The mid to late 70's where the scene was born (The UK and on the East Coast of the US) are captured nicely in Don Letts' "Punk: Attitude". I won't bother you with a history lesson of punk rock. I could list a family tree of the essential players and their impact throughout the 80s and into Nirvana's reign, but if you are interested spend an hour and a half with this documentary. It's well worth the purchase, rental or NetFlix queue. More importantly to me this movie reinforced a question I've been asking for the last 5 years. "Where in the fuck is the punk rock attitude?"

Punk rock was not born without reason.
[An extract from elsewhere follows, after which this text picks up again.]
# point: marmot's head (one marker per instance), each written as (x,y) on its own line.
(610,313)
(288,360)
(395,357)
Without spelling out a history lesson it's safe to argue that there has never been a better time than the present for a little punk rock spirit. It doesn't even need to be musical (but it would help). My wife is a high school English teacher and it shocks me to hear the attitudes of kids today. Most of these kids are robots for the Fox News/White House propaganda machine. Where are Elvis' hips? Jerry Lee Lewis' dry humping on a piano? Lenny Bruce's wit? Johnny Rotten's middle finger? Jello Biafra's Mayoral run? I see little or nothing today. I'm not talking about TPing the neighbors house, date rape, taking X, wearing black eye-liner, shoegazing, getting shitty grades, tagging and just being an asshole youth. I'm talking about questioning authority and thinking for yourself. Has Paris Hilton fucked up our youth to this extreme? Lyrically Green Day's "American Idiot" was a pretty good start but it was far from any kind of movement.

Let's face it, the heavy lifting of societal change has to come from our youth. I'm 39 years old trying to earn a living and make ends meet. I can't run around with my middle finger in the air anymore. I do what I can to impose...I mean express my views but I (we) could use a little help from the kids. Lastly, to all you thumpers out there I'd like to quote a line from one of your favorite books that is often ignored, "the meek shall inherit the earth". Look it up.

Where have you gone Jello Biafra, a nation turns it's lonely eyes to you.